Case law provides examples of separation where parties live apart under a single roof. The focus is on the division of households. In some cases, where the parties lived together for the sake of the children, the courts held that they were not living apart. Other cases placed less emphasis on physical separation and more on the psychological and social elements of separation. There is both an objective and subjective aspect.
The Marriage Act 2019 provided that spouses who live in the same dwelling as one another shall be considered as living apart from one another if the court is satisfied that, while so living in the same dwelling, the spouses do not live together as a couple in an intimate and committed relationship.
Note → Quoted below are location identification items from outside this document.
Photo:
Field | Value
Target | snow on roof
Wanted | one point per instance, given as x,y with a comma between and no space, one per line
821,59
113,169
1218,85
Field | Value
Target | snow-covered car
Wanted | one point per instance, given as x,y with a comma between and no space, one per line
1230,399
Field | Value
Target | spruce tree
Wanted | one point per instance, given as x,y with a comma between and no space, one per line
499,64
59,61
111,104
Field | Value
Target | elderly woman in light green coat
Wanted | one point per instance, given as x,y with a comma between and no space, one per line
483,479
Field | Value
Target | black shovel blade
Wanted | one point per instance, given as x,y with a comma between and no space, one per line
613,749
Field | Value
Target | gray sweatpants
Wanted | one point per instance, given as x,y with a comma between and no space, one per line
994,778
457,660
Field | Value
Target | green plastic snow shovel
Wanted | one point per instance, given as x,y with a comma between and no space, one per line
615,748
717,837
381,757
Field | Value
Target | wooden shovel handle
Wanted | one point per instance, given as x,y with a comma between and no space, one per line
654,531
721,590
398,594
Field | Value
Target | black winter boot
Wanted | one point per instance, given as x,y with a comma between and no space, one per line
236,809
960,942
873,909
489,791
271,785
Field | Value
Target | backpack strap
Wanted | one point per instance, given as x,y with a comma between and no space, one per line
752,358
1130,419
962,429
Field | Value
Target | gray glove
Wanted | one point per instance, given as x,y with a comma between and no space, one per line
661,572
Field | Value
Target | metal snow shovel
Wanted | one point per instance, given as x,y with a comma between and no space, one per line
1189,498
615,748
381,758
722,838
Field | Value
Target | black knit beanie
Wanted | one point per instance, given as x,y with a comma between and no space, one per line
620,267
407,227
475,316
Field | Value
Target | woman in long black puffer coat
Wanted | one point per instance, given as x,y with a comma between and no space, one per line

A relationship does not cease to be an intimate relationship merely because it is no longer sexual in nature.
Reconciliation
For the grant of divorce, the Constitutional provision and legislation require that there are no reasonable prospects for reconciliation. The court must make this finding. It must be an objective finding. Therefore one party cannot unilaterally refuse divorce on the basis that there is a reasonable prospect of reconciliation from his or her perspective.
In practice, refusal of divorce on this ground would be very rare. The courts have jurisdiction to adjourn proceedings if there is a possibility of reconciliation. However, this requires the consent and engagement of both parties.
It is unlikely that the court would refuse an adjournment if both parties wished to seek reconciliation. Equally, it is unlikely that a court would force an adjournment unless one or both parties consented.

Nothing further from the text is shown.